It's fair to say that Eminem must have had various Interscope record executives banging their heads on the table following his awkward appearance on ESPN's Saturday Night Football last weekend. Admitting that live TV freaks him out, the zoned-out rapper missed the ideal opportunity to whet the appetite for his upcoming eighth studio album, The Marshall Mathers LP 2, and instead mumbled about how he couldn't wait for the whole campaign to be over. But compared to some artists, his overwhelming apathy sounded like a passionate hard sell. Here's a look at five who desperately need to work on their sales techniques.

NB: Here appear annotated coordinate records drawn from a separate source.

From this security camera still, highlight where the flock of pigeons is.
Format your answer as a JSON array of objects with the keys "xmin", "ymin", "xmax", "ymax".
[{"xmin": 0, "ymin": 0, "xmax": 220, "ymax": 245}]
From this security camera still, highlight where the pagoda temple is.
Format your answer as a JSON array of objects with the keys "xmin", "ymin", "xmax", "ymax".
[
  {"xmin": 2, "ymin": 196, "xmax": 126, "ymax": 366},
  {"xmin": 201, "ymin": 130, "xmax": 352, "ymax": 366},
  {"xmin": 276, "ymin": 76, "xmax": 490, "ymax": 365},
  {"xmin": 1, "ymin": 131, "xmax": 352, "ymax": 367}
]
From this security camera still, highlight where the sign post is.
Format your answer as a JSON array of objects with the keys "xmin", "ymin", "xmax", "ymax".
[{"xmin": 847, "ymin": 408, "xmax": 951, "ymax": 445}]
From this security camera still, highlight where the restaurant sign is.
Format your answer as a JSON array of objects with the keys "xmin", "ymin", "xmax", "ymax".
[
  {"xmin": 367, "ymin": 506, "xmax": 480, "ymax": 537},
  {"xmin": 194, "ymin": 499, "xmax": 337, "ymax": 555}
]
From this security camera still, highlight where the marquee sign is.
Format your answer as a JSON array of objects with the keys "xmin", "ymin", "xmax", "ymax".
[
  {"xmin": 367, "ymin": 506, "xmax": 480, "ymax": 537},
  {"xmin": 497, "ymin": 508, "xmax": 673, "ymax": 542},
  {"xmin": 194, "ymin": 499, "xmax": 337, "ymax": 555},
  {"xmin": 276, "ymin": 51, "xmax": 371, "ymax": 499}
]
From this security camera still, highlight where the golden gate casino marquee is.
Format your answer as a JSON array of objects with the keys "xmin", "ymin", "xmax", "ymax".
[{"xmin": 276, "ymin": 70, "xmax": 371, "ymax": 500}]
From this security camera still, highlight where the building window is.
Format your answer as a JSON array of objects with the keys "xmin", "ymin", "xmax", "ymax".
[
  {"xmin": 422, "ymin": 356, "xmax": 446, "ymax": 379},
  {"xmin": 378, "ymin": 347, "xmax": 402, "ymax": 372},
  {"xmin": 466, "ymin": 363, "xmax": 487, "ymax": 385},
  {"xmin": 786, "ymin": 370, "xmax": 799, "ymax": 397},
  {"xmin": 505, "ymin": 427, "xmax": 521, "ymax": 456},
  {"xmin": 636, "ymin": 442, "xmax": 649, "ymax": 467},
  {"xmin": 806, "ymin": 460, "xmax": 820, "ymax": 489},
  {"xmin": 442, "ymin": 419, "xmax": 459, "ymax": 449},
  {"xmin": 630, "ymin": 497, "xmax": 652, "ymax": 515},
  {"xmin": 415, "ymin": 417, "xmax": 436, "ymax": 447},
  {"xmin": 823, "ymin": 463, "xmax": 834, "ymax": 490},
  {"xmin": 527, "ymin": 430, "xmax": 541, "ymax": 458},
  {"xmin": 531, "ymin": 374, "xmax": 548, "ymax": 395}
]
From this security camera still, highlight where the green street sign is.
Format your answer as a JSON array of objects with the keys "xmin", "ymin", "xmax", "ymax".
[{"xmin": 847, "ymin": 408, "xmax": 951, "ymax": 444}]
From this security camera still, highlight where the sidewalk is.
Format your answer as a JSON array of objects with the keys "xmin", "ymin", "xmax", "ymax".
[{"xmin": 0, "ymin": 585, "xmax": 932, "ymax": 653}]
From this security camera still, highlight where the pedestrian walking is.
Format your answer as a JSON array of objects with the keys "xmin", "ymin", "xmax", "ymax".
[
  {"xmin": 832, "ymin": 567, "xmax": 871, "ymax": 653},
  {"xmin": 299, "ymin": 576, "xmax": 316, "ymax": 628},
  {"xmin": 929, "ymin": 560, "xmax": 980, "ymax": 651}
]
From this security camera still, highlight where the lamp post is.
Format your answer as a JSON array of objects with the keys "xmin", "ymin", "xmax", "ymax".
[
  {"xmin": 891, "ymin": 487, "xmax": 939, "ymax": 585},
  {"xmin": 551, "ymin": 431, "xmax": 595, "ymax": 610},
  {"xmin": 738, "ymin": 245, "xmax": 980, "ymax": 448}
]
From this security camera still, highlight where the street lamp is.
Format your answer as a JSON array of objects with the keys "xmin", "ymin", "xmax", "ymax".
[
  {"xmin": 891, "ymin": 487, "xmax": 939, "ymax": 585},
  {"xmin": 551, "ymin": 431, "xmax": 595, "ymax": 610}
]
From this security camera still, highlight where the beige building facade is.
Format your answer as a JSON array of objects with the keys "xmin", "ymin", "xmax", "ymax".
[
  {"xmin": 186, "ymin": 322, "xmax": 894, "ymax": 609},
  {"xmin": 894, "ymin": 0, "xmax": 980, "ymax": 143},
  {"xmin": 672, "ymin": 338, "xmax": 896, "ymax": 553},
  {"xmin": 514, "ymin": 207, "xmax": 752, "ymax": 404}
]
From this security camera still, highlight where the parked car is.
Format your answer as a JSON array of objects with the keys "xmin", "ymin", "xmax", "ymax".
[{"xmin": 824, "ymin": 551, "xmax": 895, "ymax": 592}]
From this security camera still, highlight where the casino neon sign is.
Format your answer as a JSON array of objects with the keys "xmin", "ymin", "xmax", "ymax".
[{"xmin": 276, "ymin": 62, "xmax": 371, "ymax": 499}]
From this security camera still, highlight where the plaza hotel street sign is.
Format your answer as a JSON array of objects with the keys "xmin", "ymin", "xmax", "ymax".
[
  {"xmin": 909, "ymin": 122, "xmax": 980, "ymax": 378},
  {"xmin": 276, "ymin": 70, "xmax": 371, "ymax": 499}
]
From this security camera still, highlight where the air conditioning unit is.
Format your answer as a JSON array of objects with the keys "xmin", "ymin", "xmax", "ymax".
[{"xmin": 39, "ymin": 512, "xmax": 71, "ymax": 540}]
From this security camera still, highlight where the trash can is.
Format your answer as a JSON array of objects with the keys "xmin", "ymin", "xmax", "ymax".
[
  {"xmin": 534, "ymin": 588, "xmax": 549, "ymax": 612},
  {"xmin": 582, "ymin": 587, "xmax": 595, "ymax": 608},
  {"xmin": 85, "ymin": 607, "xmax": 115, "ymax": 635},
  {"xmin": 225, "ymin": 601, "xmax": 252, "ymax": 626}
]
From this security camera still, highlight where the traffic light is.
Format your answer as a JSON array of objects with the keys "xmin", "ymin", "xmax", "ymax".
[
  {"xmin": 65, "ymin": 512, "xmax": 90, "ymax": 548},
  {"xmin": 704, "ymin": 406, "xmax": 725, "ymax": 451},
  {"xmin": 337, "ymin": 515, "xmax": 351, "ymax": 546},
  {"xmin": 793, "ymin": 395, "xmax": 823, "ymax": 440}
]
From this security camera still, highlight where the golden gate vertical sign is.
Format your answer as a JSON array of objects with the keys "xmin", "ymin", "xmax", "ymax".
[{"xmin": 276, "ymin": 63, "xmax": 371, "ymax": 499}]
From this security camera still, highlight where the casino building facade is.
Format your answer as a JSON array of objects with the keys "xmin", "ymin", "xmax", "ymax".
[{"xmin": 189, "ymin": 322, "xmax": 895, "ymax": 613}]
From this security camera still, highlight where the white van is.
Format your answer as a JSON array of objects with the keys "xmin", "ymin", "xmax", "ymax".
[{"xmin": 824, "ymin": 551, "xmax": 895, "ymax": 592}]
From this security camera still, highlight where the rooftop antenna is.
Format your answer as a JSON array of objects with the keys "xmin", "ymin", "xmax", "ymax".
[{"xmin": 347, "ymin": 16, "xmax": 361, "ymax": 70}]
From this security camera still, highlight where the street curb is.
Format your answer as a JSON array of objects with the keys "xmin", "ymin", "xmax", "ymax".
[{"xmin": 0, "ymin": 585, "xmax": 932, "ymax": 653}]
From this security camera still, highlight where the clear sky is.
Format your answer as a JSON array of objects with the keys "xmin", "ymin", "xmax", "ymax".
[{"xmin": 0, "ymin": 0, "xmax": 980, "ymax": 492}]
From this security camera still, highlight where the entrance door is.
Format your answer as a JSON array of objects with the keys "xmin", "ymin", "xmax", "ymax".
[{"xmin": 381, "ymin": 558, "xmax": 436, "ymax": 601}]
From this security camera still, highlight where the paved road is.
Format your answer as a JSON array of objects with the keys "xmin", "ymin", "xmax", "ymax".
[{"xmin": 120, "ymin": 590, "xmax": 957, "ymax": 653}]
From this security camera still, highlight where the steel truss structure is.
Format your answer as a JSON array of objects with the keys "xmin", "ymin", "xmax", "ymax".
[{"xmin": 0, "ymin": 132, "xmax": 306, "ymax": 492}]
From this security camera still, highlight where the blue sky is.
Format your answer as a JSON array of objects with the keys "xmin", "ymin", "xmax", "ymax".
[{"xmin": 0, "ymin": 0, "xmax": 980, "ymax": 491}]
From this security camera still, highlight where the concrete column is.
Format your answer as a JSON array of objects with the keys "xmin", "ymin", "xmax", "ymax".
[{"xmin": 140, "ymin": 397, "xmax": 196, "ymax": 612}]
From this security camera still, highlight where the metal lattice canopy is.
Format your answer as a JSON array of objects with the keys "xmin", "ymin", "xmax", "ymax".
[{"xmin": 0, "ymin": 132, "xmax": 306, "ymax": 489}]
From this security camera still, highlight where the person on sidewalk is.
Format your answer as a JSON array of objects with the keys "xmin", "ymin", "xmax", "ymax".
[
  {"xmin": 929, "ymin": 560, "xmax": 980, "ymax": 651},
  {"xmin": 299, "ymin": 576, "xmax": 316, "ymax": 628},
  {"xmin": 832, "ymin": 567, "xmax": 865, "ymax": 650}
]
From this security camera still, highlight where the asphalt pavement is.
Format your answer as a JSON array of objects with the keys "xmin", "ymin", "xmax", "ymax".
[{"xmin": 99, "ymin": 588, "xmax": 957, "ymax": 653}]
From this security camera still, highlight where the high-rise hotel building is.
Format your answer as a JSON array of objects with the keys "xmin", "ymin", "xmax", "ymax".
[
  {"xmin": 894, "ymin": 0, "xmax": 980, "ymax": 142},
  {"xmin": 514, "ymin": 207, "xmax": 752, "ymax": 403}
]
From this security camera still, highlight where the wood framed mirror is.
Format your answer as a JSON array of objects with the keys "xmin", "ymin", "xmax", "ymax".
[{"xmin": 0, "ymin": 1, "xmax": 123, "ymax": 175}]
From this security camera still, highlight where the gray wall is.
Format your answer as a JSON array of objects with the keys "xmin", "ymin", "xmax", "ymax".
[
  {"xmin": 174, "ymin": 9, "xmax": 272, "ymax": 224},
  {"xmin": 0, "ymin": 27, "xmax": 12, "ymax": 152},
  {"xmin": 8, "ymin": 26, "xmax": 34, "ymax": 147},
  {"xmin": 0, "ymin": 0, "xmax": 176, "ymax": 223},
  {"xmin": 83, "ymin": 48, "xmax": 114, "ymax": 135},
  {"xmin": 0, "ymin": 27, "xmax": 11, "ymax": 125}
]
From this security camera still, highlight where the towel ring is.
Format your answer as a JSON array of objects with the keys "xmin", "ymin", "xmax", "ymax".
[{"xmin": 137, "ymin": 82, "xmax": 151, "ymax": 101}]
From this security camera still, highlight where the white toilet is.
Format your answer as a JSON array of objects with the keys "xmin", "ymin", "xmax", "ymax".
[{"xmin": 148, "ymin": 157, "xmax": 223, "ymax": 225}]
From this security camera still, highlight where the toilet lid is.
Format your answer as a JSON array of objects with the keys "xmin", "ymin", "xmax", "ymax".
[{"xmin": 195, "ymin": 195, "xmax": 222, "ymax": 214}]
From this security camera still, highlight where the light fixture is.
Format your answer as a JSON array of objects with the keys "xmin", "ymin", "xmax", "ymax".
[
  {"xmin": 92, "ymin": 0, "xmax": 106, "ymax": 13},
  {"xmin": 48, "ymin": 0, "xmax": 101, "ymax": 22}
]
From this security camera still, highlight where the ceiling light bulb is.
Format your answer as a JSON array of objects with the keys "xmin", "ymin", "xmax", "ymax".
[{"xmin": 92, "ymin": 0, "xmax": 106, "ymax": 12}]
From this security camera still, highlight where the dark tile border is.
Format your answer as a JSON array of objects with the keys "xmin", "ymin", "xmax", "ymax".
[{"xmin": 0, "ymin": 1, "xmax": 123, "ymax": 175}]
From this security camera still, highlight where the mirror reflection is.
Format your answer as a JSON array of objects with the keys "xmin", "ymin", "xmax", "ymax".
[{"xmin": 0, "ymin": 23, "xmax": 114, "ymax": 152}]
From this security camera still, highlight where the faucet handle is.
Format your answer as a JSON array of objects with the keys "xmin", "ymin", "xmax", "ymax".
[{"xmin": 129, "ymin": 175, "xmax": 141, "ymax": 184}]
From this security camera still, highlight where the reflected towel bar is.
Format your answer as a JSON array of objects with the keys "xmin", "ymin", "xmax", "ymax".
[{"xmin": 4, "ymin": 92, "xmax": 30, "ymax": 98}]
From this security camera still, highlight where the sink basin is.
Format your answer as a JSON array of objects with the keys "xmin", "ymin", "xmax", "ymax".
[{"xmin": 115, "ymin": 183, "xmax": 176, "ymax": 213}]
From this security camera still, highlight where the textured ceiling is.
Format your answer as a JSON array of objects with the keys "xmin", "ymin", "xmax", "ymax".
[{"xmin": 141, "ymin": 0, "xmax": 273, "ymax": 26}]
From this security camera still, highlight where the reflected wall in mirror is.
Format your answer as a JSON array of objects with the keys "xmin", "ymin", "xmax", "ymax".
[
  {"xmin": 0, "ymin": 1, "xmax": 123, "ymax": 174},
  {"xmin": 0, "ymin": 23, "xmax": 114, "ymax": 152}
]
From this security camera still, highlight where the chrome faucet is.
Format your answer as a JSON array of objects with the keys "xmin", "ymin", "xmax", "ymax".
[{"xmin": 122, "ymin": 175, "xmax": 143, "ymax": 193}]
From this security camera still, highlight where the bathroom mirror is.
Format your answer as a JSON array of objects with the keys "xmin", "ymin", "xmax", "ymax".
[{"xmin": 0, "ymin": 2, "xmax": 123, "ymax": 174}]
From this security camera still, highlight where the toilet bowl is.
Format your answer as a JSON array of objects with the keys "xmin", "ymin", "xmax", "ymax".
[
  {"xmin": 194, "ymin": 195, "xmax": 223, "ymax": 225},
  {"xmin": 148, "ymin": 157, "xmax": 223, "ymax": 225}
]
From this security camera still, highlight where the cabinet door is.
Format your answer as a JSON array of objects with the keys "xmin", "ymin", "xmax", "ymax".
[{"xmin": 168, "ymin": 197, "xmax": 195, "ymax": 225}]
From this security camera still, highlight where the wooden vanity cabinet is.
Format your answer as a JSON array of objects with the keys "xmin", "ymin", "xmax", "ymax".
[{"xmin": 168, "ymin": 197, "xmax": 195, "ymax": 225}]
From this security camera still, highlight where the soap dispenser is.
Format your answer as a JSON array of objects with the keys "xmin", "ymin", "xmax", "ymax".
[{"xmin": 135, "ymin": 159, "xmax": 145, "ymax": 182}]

Taking a slightly less egomaniacal approach than his long-time friend Kanye West, Chicago rapper Lupe Fiasco admitted in an interview with Complex magazine that he felt completely neutral about the majority of the songs on 2011's Lasers because of the sneaky business deals behind them. However, most of his fans didn’t seem to mind about the lack of blood, sweat and tears and the record entered the Billboard charts straight in at number one with first-week sales of over 200,000 copies.
A mixtape street album designed with the intention of keeping Foxy Brown's name in the spotlight until the release of her still unreleased fourth album, Black Roses, Brooklyn Don Diva was compiled whilst the rapper was serving jail time for violating her probation. On hearing the album after her release, she revealed that she was 'riddled with grief' over the finished product and subsequently fired her manager, Chaz Williams.
Long before she started grinding up against men old enough to be her father with only a bra, a pair of knickers and a foam finger covering her modesty, Miley Cyrus tried to separate herself from her squeaky-clean Disneyfied output with the admission that she doesn't actually enjoy listening to pop music herself. Despite name-checking him on "Party In The U.S.A.," she also revealed that she'd never even heard a Jay-Z song and that the track was only ever recorded as it fitted in with her clothing line.
The Koch Records label responsible for the Foxy Brown shambles also did the dirty on KRS-One in 2003 when they released his sixth album, Kristyles, without his permission. The rap veteran won a court injunction to stop its release but its half-finished collection of songs had already been shipped out to stores by that point, prompting him to describe the whole situation as "insane, egregious and devious."
Never one to bite his tongue, the less abrasive Gallagher brother tried to stifle all the hype surrounding Oasis' much-maligned third album, Be Here Now, several weeks before its 1997 release by describing the production as bland and several tracks as "f***ing s**t." Despite Liam's insistence that it's "a top record, man," Noel has continued to dismiss it ever since. (Ed. note: Noel is right.)